Weekly column in the Washington Times Communities by Laurie Edwards-Tate
Singer Glen Campbell, now 75 years old, has been performing on studio recordings, in concert, and on radio, television and films for six decades. His remarkable history includes beloved hits like “Wichita Lineman,” “Southern Nights,” “Gentle on My Mind,” and “Rhinestone Cowboy. He’s an accomplished musician who was once a session guitar player on songs like the Beach Boys’ “Good Vibrations” before becoming a star himself. He is a six-time Grammy Award winner and is in the Country Music Hall of Fame.
Campbell was recently honored with a Lifetime Achievement Award Grammy, and performed on the show with country music star Blake Shelton and The Band Perry. The audience was on its feet and Campbell soaked up the warm reception.
Six months ago, Campbell expected that he would never appear in public again, much less on an international stage live. In June 2011, Campbell made public that he had been diagnosed with Alzheimer’s disease.
Instead, Campbell has a new album out, “Ghost on the Canvas,” and is on a nationwide concert tour. He performed at the Mohegan Sun Arena in Connecticut Friday, February 24 along with Ronnie Milsap to a sold-out crowd, and in Jackson, Mississippi last night. He will take a break and be back on the road for tour dates in Jacksonville, Florida, Minnesota, and Alexandria, Virginia.

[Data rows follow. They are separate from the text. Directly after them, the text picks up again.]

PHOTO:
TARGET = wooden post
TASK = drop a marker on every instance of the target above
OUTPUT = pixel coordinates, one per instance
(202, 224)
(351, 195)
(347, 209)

When Campbell announced his diagnosis, he said he would make the most of his time before the disease progressed further. He had no idea how prophetic those words would turn out to be. Campbell is newly popular and has been embraced by fans with an outpouring of affection and support. Campbell says it’s surprising and inspiring to him, and he hopes to inspire people with Alzheimer’s disease to continue on in their lives.
Campbell and his wife Kim had been noticing his memory lapses and problems on stage. Kim was concerned audiences might think Campbell was under the influence, although he had put some well-documented substance abuse problems well behind him with her help many years ago. The official diagnosis explained much.
Julian Raymond, Campbell’s co-producer and co-writer on Campbell’s new album, was among those concerned that revealing Campbell’s condition would hurt his album sales and his ability to book shows for fear he would embarrass himself on stage. But it has been the opposite.
Campbell’s family plays together with him. His brother is his guitar player, his son plays drums and his daughter plays keyboards on tour with him. Campbell says he’s fine, “I’m cool,” and calls Alzheimer’s “just a period I’m going through in my life.” He says he’s having a great time.
Campbell does use teleprompters in the event he flubs lyrics to a song, but it is virtually the only accommodation he uses.
Researched and medical professionals agree that music can be a powerful tool in the treatment of Alzheimer’s disease. A Boston University School of Medicine study in 2010 found that music can help people with dementia form new memories more easily. Music facilitates cognitive function and coordinates motor movements. A person’s ability to engage in music, especially rhythmic playing and singing, remains intact long into the disease’s progression.
Alzheimer’s disease is something most people would rather look away from. But Glen Campbell’s willingness to be open with his fans proves to them that a diagnosis of Alzheimer’s disease does need not be terminal or hopeless.
Campbell says he especially enjoys playing with his kids because he originally taught them all to play, and looks forward to being on the road with them. He knows it could be his farewell tour, but if we are all fortunate it will be an extremely long goodbye.
Just as Magic Johnson demystified HIV/AIDS, and Michael J. Fox humanized Parkinson’s disease, Glen Campbell may be the catalyst that helps people understand and recognize Alzheimer’s disease and the need to find treatments and a cure.